Sometimes actually it fails without performing the 'ldap/client/retry/count' number of attempts, like in here: http://jenkins.knut.univention.de:8080/job/UCS-4.0/job/UCS-4.0-0/job/Autotest%20MultiEnv/110/SambaVersion=s4,Systemrolle=slave/testReport/junit/10_ldap/28reconnect_univention-ldapsearch/test/

where the actual 'ldap/client/retry/count' is 10 initially, test seem to fail after just one ldapsearch attempt.
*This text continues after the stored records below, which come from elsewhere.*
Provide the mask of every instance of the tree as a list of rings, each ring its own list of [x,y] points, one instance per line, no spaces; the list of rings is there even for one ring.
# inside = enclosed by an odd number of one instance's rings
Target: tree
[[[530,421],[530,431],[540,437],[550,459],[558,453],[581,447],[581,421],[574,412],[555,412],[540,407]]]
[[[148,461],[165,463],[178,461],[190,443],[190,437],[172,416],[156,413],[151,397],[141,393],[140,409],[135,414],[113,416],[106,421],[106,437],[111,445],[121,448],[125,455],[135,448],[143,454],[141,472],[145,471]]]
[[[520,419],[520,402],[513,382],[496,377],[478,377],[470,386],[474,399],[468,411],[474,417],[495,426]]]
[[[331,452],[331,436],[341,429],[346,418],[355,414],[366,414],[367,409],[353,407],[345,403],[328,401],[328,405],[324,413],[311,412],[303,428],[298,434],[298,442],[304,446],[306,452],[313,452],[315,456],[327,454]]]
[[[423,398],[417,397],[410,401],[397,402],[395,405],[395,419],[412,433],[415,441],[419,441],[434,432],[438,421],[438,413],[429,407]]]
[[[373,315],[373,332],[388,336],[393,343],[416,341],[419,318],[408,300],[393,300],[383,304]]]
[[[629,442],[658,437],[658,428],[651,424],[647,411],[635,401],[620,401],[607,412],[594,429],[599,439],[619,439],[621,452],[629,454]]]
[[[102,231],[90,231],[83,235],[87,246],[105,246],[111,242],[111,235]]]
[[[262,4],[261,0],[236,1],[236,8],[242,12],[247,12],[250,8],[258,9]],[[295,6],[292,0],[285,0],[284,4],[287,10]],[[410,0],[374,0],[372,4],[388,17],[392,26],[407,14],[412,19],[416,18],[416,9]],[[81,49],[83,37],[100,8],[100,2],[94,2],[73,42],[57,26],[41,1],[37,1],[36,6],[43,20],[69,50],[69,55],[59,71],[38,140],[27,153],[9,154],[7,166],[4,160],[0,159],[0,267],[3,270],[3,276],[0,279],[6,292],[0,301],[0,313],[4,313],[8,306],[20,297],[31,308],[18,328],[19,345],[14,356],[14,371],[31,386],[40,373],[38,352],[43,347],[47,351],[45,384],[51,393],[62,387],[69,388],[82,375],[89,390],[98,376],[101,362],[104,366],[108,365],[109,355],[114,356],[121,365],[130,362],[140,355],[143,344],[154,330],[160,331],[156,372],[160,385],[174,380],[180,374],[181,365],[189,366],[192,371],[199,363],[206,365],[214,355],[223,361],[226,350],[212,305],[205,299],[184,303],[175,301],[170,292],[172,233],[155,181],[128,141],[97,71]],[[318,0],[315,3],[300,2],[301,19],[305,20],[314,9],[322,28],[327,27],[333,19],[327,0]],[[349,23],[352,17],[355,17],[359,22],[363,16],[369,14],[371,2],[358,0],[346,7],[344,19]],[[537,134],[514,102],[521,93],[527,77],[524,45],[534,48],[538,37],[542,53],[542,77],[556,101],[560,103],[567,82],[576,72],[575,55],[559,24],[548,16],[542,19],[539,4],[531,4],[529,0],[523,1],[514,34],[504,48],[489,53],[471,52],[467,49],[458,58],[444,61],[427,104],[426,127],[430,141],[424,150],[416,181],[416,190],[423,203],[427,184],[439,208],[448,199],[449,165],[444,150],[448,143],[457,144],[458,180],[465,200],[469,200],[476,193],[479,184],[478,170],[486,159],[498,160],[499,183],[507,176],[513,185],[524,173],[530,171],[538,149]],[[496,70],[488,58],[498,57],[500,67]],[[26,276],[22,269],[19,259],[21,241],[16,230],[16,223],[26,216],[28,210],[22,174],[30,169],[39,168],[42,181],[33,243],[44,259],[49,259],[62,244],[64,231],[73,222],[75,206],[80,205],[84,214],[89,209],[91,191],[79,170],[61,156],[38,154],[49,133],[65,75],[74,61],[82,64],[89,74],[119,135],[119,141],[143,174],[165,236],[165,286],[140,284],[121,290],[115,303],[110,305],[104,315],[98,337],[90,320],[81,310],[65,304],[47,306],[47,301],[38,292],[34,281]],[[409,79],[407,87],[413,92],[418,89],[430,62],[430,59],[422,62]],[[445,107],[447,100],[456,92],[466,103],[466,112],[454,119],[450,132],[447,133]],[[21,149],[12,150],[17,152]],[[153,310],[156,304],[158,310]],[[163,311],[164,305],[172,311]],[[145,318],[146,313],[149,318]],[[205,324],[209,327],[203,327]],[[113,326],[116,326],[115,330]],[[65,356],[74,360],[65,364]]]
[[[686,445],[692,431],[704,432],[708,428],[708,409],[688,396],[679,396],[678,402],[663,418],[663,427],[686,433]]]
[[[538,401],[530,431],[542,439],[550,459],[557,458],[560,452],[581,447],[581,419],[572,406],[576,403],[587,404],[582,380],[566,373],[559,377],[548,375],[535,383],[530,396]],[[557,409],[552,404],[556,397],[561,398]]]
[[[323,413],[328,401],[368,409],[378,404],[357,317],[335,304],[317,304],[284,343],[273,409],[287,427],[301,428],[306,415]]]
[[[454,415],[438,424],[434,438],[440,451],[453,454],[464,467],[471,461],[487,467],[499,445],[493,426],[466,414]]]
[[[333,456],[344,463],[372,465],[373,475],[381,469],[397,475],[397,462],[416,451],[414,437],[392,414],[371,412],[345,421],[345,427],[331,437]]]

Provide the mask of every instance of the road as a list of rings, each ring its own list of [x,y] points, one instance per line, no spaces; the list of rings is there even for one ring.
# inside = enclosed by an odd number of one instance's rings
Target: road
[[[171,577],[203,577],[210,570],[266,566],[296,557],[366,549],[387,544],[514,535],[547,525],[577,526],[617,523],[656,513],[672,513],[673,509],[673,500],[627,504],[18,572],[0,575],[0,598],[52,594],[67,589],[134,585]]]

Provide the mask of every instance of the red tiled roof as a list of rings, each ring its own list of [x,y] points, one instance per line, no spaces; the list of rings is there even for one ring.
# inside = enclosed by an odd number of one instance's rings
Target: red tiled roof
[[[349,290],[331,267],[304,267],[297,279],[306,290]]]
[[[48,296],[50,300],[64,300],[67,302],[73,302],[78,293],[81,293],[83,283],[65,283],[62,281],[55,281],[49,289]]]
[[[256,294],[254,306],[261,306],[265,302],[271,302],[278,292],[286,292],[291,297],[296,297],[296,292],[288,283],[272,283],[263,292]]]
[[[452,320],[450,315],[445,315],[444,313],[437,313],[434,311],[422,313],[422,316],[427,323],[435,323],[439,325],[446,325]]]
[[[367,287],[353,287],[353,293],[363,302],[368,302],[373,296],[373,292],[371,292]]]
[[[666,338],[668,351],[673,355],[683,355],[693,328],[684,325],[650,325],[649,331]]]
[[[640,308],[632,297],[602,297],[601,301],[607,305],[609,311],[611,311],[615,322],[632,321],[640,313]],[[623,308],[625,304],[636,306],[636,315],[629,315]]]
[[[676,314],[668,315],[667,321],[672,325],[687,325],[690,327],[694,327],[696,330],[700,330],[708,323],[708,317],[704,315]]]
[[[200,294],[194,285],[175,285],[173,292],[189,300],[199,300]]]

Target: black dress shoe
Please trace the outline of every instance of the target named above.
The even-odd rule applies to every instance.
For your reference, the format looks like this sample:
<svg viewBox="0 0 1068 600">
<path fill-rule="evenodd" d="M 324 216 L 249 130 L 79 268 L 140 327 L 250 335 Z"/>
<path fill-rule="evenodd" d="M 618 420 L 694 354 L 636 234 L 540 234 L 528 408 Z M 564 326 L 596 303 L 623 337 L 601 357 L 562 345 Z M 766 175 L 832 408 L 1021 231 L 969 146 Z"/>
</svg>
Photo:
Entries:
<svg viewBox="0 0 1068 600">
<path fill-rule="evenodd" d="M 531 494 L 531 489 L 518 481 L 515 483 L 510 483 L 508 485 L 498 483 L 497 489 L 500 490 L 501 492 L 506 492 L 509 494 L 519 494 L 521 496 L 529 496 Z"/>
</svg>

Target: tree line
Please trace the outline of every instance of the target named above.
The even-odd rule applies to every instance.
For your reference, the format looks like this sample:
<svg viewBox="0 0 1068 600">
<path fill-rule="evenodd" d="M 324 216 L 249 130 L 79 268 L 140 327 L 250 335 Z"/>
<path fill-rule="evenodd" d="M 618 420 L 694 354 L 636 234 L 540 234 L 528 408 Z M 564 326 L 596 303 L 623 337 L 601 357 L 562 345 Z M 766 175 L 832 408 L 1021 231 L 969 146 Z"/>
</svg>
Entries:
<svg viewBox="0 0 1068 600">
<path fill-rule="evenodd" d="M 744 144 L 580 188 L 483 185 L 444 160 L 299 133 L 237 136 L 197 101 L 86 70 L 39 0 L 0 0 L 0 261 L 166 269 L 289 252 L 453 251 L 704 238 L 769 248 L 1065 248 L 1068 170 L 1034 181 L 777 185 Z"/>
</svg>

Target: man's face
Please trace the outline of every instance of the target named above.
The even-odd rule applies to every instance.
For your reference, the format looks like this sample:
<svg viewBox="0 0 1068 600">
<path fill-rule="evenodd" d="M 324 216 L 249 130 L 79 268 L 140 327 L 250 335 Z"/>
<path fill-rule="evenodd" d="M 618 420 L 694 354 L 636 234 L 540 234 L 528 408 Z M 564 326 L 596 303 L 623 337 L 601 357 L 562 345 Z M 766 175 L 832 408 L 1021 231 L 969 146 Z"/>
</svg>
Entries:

Added more debug output for now.
Comment 9 Dmitry Galkin univentionstaff 2015-01-16 12:45:21 CET
(In reply to Dmitry Galkin from comment #8)
> Sometimes actually it fails without performing the 'ldap/client/retry/count'
> number of attempts, 
> 
> where the actual 'ldap/client/retry/count' is 10 initially, test seem to
> fail after just one ldapsearch attempt. Added more debug output for now.

It seems that univention-ldapsearch sometimes starts before the slapd being completely stopped --> thus search is interrupted with slapd shutdown and test fails.

I've changed slapd stop to force-stop and univention-ldapsearch is now started only when server is stopped + 2 secs sleep. Also adjusted some other timings.

r57347:
  * Bug #37299: 10_ldap/28reconnect_univention-ldapsearch: don't perform
    univention-ldapsearch before slapd being stopped. Timings adjustment.
Comment 10 Philipp Hahn univentionstaff 2015-01-23 10:11:40 CET
Failed again @ s3-master: <http://jenkins.knut.univention.de:8080/job/UCS-4.0/job/UCS-4.0-0/job/Autotest%20MultiEnv/121/SambaVersion=s3,Systemrolle=master/testReport/junit/10_ldap/28reconnect_univention-ldapsearch/test/>

debug 2015-01-22 18:59:59	 Performing univention-ldapsearch
ldap_start_tls: Can't contact LDAP server (-1)
error 2015-01-22 18:59:59	 Search was not successful: ldap/client/retry/count=11 and slapd restart delay is 7
Comment 11 Dmitry Galkin univentionstaff 2015-01-27 12:57:33 CET
I've re-wrote the test in python:

r57569:
  * Bug #37299: 10_ldap/26reconnect_univention_ldapsearch: switched test to
    python.

(Probably, the part with Process running with timeout can be done better.)


The test still fails sometimes, mostly in Amazon EC2 (http://jenkins.knut.univention.de:8080/job/UCS-4.0/job/UCS-4.0-0/job/Autotest%20MultiEnv/125/SambaVersion=s3,Systemrolle=master/testReport/junit/10_ldap/26reconnect_univention_ldapsearch/test/) and rarely in local dev envs.

I've opened Bug #37631 as univention-ldapsearch performs only 1 attempt instead of specified via UCR var.
Comment 12 Stefan Gohmann univentionstaff 2015-02-04 06:11:21 CET
(In reply to Dmitry Galkin from comment #11)
> I've re-wrote the test in python:
> 
> r57569:
>   * Bug #37299: 10_ldap/26reconnect_univention_ldapsearch: switched test to
>     python.
> 
> (Probably, the part with Process running with timeout can be done better.)
> 
> 
> The test still fails sometimes, mostly in Amazon EC2
> (http://jenkins.knut.univention.de:8080/job/UCS-4.0/job/UCS-4.0-0/job/
> Autotest%20MultiEnv/125/SambaVersion=s3,Systemrolle=master/testReport/junit/
> 10_ldap/26reconnect_univention_ldapsearch/test/) and rarely in local dev
> envs.
> 
> I've opened Bug #37631 as univention-ldapsearch performs only 1 attempt
> instead of specified via UCR var.

OK, if the test case fails and Bug #37631 is the reason, we should disable the test case until Bug #37631 has been fixed. I'll tag Bug #37631 to 4.0-1-errata.
Comment 13 Dmitry Galkin univentionstaff 2015-02-06 11:24:46 CET
(In reply to Stefan Gohmann from comment #12)
> OK, if the test case fails and Bug #37631 is the reason, we should disable
> the test case until Bug #37631 has been fixed. I'll tag Bug #37631 to
> 4.0-1-errata.

r57818:
  * 10_ldap/26reconnect_univention_ldapsearch: skip test (Bug #37299).
Comment 14 Stefan Gohmann univentionstaff 2016-10-12 07:48:19 CEST
For this bug is no separate QA needed.